Context is the only thing that actually glues advanced vocabulary to your memory.
"I don't know enough words yet to read a full book"
This is the biggest excuse I hear from people stuck in intermediate purgatory. They think they need to memorize another 3,000 words before they are "ready" to open a real English book. That's a trap.
If you wait until you feel ready to read native content smoothly, you will literally never start. The jump from C1 textbook English to actual, unfiltered native reading is always going to be painful. You might as well get the pain over with right now.
Just pick a book you've already read in your native language, or start scrolling Reddit or Hacker News. Yes, you are going to look up three words on every page. It's frustrating. But by chapter three, you'll realize you're actually just reading.
Stop trying to "study"
At a certain level, language apps and textbooks have diminishing returns. They are optimized to make you feel like you are progressing, not to make you fluent.
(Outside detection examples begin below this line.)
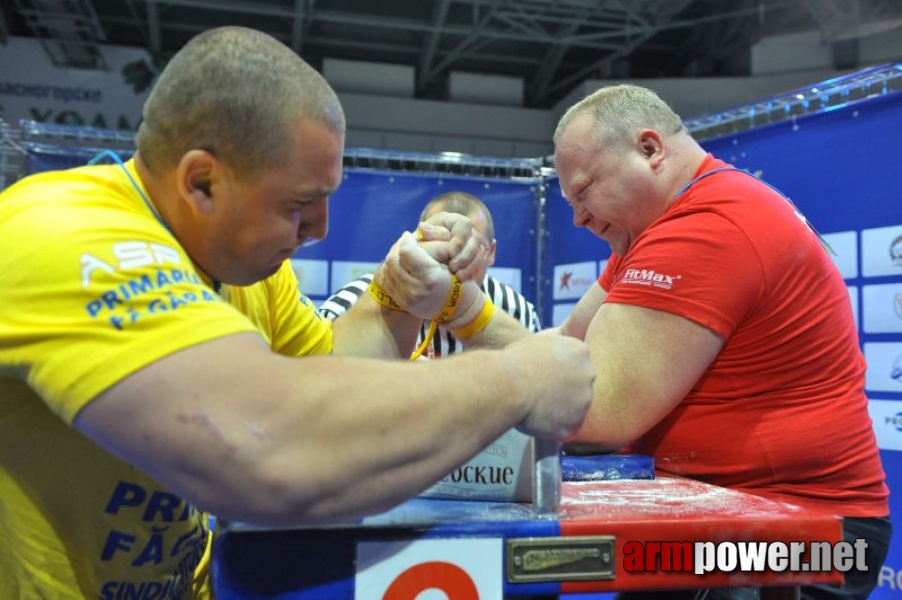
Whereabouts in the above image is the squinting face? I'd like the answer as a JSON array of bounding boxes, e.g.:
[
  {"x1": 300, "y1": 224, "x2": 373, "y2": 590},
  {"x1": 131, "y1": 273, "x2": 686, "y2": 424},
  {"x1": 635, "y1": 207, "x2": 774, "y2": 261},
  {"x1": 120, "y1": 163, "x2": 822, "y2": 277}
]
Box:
[
  {"x1": 205, "y1": 119, "x2": 344, "y2": 285},
  {"x1": 554, "y1": 115, "x2": 659, "y2": 256}
]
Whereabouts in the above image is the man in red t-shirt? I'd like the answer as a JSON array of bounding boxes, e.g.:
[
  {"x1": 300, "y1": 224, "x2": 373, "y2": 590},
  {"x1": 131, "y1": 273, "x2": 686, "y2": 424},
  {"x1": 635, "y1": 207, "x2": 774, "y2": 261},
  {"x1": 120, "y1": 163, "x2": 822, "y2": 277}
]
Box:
[{"x1": 554, "y1": 85, "x2": 891, "y2": 598}]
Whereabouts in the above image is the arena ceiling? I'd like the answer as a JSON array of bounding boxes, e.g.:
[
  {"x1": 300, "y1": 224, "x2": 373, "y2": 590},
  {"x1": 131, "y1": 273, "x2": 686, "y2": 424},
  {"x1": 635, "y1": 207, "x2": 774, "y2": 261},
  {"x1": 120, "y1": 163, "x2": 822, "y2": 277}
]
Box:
[{"x1": 0, "y1": 0, "x2": 902, "y2": 108}]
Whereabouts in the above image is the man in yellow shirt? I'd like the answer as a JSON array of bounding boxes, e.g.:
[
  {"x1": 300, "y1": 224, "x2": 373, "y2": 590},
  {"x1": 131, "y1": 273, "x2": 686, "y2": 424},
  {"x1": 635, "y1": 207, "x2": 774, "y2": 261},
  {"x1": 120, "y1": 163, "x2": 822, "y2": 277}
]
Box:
[{"x1": 0, "y1": 28, "x2": 594, "y2": 599}]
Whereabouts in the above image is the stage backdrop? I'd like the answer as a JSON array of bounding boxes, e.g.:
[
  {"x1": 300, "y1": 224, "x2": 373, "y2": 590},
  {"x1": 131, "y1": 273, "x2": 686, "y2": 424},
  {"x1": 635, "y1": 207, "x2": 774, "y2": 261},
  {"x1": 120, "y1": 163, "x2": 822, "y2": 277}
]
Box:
[
  {"x1": 540, "y1": 88, "x2": 902, "y2": 598},
  {"x1": 17, "y1": 81, "x2": 902, "y2": 599},
  {"x1": 292, "y1": 169, "x2": 540, "y2": 312}
]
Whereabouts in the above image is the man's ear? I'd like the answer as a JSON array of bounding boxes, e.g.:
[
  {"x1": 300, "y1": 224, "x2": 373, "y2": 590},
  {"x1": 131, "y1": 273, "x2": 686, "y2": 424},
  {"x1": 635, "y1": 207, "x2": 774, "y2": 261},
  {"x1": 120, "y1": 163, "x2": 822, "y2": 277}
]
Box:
[
  {"x1": 637, "y1": 129, "x2": 664, "y2": 168},
  {"x1": 176, "y1": 150, "x2": 222, "y2": 213}
]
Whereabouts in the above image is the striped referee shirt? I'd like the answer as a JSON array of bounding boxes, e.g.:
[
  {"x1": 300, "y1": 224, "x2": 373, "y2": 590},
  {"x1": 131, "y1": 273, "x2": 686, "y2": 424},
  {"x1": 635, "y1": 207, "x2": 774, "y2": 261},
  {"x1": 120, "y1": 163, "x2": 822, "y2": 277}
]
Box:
[{"x1": 319, "y1": 274, "x2": 542, "y2": 356}]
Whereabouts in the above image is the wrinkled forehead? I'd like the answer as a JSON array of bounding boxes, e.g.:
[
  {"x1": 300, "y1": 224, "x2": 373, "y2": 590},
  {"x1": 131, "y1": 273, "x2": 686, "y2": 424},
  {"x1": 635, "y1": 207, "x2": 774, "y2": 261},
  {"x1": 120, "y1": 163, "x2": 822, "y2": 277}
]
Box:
[{"x1": 423, "y1": 204, "x2": 491, "y2": 241}]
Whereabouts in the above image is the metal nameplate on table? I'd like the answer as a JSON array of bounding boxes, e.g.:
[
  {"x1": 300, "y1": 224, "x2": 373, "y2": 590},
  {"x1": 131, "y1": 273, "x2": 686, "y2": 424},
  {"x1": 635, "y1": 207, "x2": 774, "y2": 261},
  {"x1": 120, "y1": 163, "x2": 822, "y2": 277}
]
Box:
[{"x1": 505, "y1": 535, "x2": 615, "y2": 583}]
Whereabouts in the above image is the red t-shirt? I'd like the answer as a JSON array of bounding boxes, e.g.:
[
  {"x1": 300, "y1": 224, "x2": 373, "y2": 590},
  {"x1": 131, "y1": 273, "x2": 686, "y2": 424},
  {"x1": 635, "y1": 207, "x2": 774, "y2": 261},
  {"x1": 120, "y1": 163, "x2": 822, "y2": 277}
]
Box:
[{"x1": 599, "y1": 155, "x2": 889, "y2": 517}]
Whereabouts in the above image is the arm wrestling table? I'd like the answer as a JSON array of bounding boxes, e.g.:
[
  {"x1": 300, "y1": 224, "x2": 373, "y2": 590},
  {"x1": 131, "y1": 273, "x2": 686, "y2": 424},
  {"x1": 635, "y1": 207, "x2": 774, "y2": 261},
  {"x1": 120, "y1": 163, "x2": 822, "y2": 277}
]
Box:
[{"x1": 213, "y1": 460, "x2": 842, "y2": 600}]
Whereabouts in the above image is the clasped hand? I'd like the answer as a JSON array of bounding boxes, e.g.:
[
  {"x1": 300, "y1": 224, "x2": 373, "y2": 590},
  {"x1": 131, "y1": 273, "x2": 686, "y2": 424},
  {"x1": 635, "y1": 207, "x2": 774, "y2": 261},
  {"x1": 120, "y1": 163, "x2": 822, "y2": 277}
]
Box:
[{"x1": 376, "y1": 212, "x2": 489, "y2": 319}]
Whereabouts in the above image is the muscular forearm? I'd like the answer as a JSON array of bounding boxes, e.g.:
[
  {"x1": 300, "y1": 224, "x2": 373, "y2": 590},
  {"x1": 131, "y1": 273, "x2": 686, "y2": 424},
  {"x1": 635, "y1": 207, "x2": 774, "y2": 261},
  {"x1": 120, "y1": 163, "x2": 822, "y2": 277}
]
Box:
[
  {"x1": 76, "y1": 334, "x2": 534, "y2": 526},
  {"x1": 332, "y1": 294, "x2": 422, "y2": 358}
]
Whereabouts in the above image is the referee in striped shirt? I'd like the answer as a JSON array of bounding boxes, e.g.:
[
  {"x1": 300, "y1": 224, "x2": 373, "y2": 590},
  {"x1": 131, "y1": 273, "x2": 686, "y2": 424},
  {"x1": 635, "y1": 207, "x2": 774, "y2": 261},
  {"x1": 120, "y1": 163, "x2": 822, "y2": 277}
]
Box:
[{"x1": 319, "y1": 192, "x2": 542, "y2": 358}]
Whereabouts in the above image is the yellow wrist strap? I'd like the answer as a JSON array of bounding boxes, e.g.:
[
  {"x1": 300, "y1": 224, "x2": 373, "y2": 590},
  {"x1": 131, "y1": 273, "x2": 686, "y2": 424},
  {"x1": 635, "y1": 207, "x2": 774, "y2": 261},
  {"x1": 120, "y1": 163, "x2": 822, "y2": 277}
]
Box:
[
  {"x1": 451, "y1": 296, "x2": 495, "y2": 338},
  {"x1": 410, "y1": 273, "x2": 463, "y2": 360},
  {"x1": 368, "y1": 279, "x2": 404, "y2": 312}
]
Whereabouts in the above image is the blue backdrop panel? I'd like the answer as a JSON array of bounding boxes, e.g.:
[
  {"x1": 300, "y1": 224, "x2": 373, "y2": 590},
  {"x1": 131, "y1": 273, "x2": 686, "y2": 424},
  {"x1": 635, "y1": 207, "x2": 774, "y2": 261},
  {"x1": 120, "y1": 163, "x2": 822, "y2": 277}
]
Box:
[
  {"x1": 296, "y1": 169, "x2": 539, "y2": 310},
  {"x1": 704, "y1": 94, "x2": 902, "y2": 233},
  {"x1": 541, "y1": 93, "x2": 902, "y2": 599},
  {"x1": 704, "y1": 92, "x2": 902, "y2": 598}
]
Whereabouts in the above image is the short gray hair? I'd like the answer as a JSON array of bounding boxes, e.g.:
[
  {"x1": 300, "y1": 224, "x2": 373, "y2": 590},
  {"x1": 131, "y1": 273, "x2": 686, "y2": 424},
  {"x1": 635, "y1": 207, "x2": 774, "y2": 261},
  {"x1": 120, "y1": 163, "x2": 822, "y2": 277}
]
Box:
[{"x1": 554, "y1": 84, "x2": 684, "y2": 150}]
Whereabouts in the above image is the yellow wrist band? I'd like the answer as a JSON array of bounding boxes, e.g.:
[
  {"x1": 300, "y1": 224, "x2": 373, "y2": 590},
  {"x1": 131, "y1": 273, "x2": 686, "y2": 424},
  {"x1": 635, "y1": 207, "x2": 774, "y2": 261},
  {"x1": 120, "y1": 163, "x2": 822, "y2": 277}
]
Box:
[
  {"x1": 432, "y1": 273, "x2": 463, "y2": 323},
  {"x1": 451, "y1": 297, "x2": 495, "y2": 338},
  {"x1": 368, "y1": 279, "x2": 404, "y2": 312}
]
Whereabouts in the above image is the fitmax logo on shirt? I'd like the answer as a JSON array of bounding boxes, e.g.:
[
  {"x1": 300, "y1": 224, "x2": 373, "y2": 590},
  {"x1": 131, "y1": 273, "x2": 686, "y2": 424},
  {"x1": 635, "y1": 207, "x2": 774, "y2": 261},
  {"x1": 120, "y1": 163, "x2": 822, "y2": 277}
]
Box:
[{"x1": 621, "y1": 269, "x2": 683, "y2": 290}]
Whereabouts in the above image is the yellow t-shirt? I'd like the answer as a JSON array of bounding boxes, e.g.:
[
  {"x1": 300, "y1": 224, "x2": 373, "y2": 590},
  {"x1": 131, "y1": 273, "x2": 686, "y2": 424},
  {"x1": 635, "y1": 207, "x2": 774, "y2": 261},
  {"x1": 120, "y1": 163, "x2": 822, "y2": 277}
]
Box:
[{"x1": 0, "y1": 157, "x2": 332, "y2": 600}]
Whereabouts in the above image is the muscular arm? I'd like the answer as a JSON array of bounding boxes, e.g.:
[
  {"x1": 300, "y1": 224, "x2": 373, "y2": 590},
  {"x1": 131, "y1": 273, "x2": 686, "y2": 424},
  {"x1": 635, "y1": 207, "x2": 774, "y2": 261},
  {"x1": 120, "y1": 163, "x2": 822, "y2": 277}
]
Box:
[
  {"x1": 74, "y1": 333, "x2": 594, "y2": 526},
  {"x1": 332, "y1": 293, "x2": 423, "y2": 358},
  {"x1": 573, "y1": 302, "x2": 723, "y2": 451}
]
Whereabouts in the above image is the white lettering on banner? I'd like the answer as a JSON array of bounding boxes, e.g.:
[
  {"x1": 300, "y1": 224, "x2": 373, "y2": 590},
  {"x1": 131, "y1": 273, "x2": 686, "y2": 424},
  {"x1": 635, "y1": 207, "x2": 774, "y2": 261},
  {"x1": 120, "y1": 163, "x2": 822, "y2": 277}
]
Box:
[{"x1": 354, "y1": 538, "x2": 504, "y2": 600}]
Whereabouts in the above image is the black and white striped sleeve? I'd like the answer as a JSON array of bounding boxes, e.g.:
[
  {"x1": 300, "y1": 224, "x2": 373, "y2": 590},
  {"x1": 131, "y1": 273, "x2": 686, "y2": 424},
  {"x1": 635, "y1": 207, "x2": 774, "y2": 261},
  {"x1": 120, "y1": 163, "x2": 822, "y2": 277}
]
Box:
[
  {"x1": 317, "y1": 273, "x2": 373, "y2": 321},
  {"x1": 482, "y1": 276, "x2": 542, "y2": 333}
]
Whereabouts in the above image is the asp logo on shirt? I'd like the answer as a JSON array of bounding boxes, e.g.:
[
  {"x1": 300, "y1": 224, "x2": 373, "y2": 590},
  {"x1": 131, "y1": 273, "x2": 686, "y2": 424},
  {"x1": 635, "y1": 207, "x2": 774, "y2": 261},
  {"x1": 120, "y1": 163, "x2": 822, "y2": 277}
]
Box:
[{"x1": 621, "y1": 269, "x2": 683, "y2": 290}]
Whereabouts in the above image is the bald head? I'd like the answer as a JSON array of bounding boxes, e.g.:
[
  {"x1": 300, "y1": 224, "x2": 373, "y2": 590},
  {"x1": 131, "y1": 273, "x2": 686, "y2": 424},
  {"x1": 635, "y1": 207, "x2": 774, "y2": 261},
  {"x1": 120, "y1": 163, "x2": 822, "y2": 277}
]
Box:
[
  {"x1": 137, "y1": 27, "x2": 345, "y2": 178},
  {"x1": 420, "y1": 192, "x2": 495, "y2": 243}
]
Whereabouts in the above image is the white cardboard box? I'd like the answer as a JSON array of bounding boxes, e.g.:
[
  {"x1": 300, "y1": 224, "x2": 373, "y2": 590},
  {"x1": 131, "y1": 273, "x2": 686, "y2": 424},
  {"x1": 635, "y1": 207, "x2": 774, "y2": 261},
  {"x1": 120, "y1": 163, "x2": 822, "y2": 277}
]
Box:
[{"x1": 420, "y1": 429, "x2": 535, "y2": 502}]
Reading a real book won't give you a fake dopamine hit or a completion badge. But it exposes you to the language exactly as native speakers use it. You see real nuance. You feel the natural rhythm of how paragraphs are constructed.
I don't bother with traditional study materials anymore. I know the grammar. Now, I just force myself to read stuff I actually want to read anyway.
It slows me down at first. But it beats staring at another list of academic vocabulary I'm never going to use.